If you’ve been watching the Olympics, you’ve probably seen some curling, the Scottish sport of competitively pushing stones on ice. As the name implies, curling stones don’t go straight. The thrower pushes them with a bit of rotation, and the stones curve in the direction they are rotating. This is exactly the opposite of what one would expect — try it yourself with an inverted drinking glass on a smooth table.  The glass will curl opposite the direction of rotation. Clockwise spin will result in a curl to the left, counterclockwise in a curl to the right.

The cup makes sense when you think about the asymmetrical friction involved. The cup is slowing down, which means more pressure on the leading edge. The rotating leading edge pushes harder against the table and causes the cup to curl opposite the direction of rotation.

The problem is that curling stones don’t do this. Scientists at Uppsala University in Sweden believe it is due to the scratch theory — the leading edge of the stone scratches the ice as it passes, which imparts a force on the trailing edge of the stone.

Dr. Mark Shegelski from Canada’s University of Northern British Columbia disagrees. His theory is that asymmetric friction melting is at play. The stone melts the ice as it passes, creating a thin film of water which the stone rides on.

It could be that both of these theories are correct — and both forces are at play. The hard part is isolating one from the other. Both scientists have done some practical experiments, but not enough to satisfy the scientific community. Can one of our hackers come up with definitive proof as to why curling stones curl the way they do? Let us know down in the comments.
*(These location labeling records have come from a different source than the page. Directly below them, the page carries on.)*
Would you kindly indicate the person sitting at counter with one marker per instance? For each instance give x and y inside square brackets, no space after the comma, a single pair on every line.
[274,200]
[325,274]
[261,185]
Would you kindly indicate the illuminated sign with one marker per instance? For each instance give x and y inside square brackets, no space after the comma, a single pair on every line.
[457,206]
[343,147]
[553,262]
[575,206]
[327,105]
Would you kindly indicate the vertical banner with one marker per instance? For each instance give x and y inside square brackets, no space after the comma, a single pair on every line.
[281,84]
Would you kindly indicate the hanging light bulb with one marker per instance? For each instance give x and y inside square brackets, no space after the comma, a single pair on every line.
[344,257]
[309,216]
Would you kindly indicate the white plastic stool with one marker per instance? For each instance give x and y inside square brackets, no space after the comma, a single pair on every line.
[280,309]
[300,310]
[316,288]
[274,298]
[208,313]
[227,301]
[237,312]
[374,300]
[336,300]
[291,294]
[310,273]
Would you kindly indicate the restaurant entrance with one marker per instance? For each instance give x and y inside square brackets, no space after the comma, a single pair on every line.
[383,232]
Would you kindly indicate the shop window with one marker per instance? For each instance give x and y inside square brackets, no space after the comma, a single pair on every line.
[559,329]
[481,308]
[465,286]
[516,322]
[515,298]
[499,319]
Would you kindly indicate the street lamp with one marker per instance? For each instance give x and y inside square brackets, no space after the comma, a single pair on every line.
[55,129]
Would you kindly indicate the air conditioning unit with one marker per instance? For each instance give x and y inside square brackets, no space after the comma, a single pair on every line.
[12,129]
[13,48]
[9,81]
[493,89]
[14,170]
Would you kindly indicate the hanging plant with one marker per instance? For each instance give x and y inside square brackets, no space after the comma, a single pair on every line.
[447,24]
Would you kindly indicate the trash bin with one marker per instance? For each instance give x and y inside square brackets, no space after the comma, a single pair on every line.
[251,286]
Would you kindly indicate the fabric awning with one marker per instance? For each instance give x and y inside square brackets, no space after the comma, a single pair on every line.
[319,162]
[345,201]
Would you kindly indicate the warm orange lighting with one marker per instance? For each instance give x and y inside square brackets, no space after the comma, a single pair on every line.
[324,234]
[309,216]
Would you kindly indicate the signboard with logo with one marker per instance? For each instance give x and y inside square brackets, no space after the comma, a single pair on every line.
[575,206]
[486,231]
We love stories that still have scientists guessing. A great example is the ball bearing motor, which we featured back in 2014.

36 thoughts on “The Strange Physics Of Curling

  1. Curling is probably the only Olympic sport I could participate in. I could be one of the broom guys.

    Now, if they ever combine surfing and skeet shooting, then there would be a second sport I could do.

    1. Many people watch curling and get that “I could do that” feeling. Obviously, you don’t need to be in peak physical condition to be an Olympic curler. However, “Easy to learn, difficult to master” applies to curling as it does to many things.

      I encourage people to try curling if they get a chance. I had a lot of fun when I did.

    2. Check on youtube something like top 15 curling shots and you will see how agile the sweepers(don’t know the term for the ice heating with broom people) are. Especially when they go for an eye of a needle shot and they must not touch anything on the way there.

    3. “I could be one of the broom guys”

      You’d think, but probably not. Being _useful_ and effective at sweeping is quite demanding in strength and balance. You’re putting as much of your weight as you can on the broom which mens you’re taking it off of your feet while hustling down a 50 yard slab of ice. It is anything but rare for someone to fall while sweeping and you could give yourself a hell of a concussion.

      It’s also quite a workout when a stone actually needs sweeping. It’s a max effort / HIIT interval. And if you’re the third guy to throw, you could be huffin’ & puffin’ while trying to make your shot…kinda like the biathletes shooting after racing around on XC skis.

      In addition…3 of the 4 players on a team will be doing a fair bit of sweeping. All 4 will throw rocks. You can’t just “be a sweeper”.

      It may look it on TV, but curling is no joke.

  2. It all started with skipping a rock across a lake… Then the lake froze in winter… So the rock got bigger… and got a handle. Now for the broom… I guess it was to brush all the smaller rocks and twigs out of the way. Or maybe how they reached the poor fellow that broke thru the ice when the stone was too heavy.

    1. I heard (years ago) that in addition to sweeping ice flakes out of the way; the sweeping action of the brooms creates a small vacuum in front of the stone. This allows the brooms handlers the ability to slightly (sleetly? -I jest!) steer the stone.

      1. The sweepers “polish” the ice, which will then be a little bit warmer as well, which helps the stone slide over the ice. Differential sweeping each side of the stone’s path can steer it a bit also.

  3. So I’ve had a couple of courses on fluid mechanics in my study programme. One of the things i always like in those derivations is to assume that you already have certain behaviour (for instance this counter-curl, or normal curl) and then you try to find out whether the behaviour will die out, be amplified or be inverted.
    Now to be honest i think this problem is quite complex, but i might actually have a look into it sometime.

  4. Why are they baffled? This is just the gyroscopic effect at work, even at these slow rotations. It’s the lack of friction and the massive weight of the stone that allows it to happen

    1. They explain in the video that your standard forces and friction apply to regular objects against a normal non pebbled ice surfaces and they move in a direction you would expect when it’s spun. Curling rocks against pebbled ice however travel in the opposite direction and that’s what they are trying to work out.

  5. OK. But if I put topspin on a tennis ball ( the top rotating forwards along the line of flight, the bottom rotating away from the direction of flight), it *dives* – curves in the direction of the spin. So something is very different with curling!